It Took This Long to Release Davies?
The Royals officially released Kyle Davies earlier this week following poor performances in parts of five seasons. Acquired from the Braves in exchange for half of Octavio Dotel‘s 2007 season, Davies seemed like a solid return. He threw hard, complemented the heater with a decent yet underwhelming curve, and was not yet eligible for arbitration. In other words, he was exactly the type of project the Royals were looking for. While the trade itself was good for the team at the time, Davies has arguably been the worst regular starter in baseball over the last five seasons. His presence on the Royals roster this season, as well as his career numbers, invites discussion regarding tendering contracts, building rosters and large gaps between ERA and estimators.
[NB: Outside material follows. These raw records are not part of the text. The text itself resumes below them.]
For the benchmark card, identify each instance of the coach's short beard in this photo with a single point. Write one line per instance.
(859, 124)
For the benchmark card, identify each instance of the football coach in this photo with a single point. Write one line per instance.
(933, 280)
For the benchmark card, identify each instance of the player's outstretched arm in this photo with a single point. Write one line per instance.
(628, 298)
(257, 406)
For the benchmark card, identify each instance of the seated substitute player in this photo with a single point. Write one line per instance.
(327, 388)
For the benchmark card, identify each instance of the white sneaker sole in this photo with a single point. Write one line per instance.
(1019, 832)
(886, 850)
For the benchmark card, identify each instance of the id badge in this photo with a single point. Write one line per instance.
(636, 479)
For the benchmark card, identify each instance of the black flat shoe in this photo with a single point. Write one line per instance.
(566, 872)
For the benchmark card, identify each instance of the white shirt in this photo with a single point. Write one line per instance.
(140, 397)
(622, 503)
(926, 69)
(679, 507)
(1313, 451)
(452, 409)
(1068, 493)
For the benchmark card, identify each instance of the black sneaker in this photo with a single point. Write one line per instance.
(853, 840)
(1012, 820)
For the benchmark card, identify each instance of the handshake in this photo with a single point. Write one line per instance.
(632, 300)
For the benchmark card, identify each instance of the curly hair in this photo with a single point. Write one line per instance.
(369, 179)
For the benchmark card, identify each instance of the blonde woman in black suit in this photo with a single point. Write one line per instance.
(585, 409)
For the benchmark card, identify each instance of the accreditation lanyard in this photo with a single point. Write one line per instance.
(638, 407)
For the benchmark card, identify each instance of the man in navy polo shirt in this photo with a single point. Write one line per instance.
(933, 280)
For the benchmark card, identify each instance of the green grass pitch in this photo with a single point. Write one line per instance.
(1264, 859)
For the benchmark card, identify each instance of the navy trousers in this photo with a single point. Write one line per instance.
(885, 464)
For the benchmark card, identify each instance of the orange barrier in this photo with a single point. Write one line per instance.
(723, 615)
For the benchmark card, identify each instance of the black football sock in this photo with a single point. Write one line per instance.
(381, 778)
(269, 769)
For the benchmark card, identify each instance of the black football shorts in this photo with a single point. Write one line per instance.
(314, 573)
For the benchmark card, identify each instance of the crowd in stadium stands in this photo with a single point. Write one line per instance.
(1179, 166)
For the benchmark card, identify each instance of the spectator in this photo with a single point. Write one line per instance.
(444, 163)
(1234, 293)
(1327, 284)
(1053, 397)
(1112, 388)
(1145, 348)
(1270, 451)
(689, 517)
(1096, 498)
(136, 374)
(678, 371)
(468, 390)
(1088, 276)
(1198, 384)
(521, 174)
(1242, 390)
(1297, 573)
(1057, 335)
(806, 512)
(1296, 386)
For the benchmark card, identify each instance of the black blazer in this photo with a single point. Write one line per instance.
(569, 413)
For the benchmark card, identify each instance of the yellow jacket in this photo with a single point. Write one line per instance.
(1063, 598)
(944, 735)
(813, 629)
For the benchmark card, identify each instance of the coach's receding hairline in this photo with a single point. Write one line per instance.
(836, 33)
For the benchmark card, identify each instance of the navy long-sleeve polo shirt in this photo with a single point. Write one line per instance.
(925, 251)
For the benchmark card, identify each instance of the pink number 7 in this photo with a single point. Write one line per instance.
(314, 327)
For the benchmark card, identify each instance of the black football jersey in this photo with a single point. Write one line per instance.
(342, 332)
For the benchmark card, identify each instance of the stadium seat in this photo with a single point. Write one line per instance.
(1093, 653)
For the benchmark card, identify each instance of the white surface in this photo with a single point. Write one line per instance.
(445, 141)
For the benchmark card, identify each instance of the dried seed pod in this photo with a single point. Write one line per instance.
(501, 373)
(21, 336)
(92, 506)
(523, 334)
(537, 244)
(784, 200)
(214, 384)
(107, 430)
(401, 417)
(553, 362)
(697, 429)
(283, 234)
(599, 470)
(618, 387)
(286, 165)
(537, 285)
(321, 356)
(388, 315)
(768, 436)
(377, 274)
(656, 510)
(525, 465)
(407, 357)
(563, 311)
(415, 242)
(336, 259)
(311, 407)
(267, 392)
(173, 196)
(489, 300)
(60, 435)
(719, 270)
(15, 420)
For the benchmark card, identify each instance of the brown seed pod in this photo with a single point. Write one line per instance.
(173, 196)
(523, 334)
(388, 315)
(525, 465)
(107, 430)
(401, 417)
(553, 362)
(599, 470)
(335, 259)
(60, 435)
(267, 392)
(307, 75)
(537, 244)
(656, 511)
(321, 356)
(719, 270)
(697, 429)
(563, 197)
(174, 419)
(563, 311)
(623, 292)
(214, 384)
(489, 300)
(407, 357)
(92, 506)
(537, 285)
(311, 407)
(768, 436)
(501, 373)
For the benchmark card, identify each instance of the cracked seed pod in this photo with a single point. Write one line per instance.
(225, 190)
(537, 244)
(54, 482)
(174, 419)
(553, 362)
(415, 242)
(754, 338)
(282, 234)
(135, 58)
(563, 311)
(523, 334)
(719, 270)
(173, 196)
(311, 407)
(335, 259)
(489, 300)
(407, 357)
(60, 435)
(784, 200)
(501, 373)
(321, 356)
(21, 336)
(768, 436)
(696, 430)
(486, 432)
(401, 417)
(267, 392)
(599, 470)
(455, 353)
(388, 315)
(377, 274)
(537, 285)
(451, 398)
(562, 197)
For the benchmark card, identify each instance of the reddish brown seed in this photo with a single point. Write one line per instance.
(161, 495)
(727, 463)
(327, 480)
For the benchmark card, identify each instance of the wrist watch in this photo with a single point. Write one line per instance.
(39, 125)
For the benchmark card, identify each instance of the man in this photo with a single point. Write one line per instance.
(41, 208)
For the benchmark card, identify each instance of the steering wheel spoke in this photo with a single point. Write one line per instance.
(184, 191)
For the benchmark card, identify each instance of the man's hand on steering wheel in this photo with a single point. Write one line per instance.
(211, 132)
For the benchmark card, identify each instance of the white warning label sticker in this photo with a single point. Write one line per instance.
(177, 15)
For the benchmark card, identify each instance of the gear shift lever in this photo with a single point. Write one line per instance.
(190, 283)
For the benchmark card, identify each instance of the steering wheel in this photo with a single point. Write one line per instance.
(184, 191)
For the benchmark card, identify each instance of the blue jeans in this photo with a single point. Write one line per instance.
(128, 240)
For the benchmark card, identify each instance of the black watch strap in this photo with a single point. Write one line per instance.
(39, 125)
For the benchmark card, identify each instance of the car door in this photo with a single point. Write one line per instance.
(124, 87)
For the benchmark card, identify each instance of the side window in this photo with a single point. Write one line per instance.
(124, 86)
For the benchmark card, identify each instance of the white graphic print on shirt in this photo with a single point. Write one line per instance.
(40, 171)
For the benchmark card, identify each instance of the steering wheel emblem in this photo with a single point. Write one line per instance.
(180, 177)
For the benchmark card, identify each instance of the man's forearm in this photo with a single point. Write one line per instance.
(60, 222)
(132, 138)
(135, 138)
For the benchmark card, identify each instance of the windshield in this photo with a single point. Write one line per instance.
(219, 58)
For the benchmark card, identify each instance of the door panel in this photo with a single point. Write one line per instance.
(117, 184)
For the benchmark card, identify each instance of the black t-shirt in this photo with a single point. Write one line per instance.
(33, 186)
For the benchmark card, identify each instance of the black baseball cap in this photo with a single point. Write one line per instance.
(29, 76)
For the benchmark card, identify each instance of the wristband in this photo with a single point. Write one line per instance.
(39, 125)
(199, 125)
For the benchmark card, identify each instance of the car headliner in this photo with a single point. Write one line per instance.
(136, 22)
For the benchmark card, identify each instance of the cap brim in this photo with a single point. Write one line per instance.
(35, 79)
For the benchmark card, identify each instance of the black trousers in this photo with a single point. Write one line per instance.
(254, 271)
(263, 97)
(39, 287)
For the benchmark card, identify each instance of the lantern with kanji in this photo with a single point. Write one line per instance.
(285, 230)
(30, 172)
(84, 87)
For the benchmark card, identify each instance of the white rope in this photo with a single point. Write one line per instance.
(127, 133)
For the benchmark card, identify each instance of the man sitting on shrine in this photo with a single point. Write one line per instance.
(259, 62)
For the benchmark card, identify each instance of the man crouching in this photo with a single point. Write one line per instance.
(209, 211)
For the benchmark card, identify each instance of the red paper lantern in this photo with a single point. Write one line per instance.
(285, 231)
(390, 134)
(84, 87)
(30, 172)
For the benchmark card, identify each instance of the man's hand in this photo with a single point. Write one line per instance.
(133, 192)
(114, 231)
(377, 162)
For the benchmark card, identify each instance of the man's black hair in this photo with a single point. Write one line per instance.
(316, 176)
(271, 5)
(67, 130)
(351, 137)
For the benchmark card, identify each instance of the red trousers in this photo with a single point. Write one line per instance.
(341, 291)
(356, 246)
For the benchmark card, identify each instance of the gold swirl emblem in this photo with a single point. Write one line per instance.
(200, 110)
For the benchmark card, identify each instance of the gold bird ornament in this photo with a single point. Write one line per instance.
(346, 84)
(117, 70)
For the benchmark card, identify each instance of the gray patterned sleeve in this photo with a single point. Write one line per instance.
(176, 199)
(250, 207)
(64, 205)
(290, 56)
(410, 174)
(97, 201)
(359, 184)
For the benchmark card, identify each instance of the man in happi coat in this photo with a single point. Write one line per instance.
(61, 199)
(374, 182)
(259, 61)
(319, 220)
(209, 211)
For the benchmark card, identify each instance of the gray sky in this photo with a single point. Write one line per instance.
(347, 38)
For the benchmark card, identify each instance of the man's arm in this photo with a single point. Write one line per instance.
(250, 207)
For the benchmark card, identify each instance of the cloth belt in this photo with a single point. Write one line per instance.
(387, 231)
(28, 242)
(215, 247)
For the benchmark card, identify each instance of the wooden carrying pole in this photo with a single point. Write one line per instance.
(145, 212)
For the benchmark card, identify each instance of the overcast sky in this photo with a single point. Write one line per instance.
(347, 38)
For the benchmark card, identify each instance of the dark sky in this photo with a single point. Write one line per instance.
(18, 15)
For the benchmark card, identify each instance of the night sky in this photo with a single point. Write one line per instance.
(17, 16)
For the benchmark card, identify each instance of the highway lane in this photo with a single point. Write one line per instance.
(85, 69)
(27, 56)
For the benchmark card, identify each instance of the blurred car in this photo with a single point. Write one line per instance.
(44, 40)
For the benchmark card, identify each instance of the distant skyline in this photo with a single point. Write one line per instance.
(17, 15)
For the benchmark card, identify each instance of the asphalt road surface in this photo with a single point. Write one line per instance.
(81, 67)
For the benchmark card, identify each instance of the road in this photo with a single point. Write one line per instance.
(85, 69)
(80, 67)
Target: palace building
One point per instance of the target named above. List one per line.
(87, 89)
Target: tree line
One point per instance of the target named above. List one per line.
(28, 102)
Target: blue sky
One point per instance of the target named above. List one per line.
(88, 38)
Since debuting in 2005, Davies has thrown 768 innings with below average peripherals, poor controllable skill marks and abysmal run prevention rates. He has a career 6.4 K/9 and 4.3 BB/9, and a 39 percent groundball rate. He doesn’t miss many bats, exhibits poor control and struggles to keep the ball on the ground. The anti-Halladay, if you will. He stranded runners at a meager 67 percent clip, which hurt mightily given his 1.62 WHIP and .318 batting average on balls in play. Plenty got on and plenty came around to score, translating to a 5.59 ERA. Though his xFIP and SIERA were a bit kinder — they are identical at 4.91 — they didn’t exactly vouch for his performance.
Since 2007, the year he was traded to the Royals, there are 83 pitchers to throw 600+ innings. Davies has the sixth lowest WAR (5.6), the worst ERA (5.40), third worst SIERA (4.87), fifth highest BABIP (.313), second worst WHIP (1.58) and second worst strand rate (66.8 percent). No matter how one slices it, Davies has been the, or one of the, worst starting pitchers in baseball. His career, however, has been anomalous in the sense that most pitchers with numbers this bad don’t have the benefit of throwing almost 800 big league innings.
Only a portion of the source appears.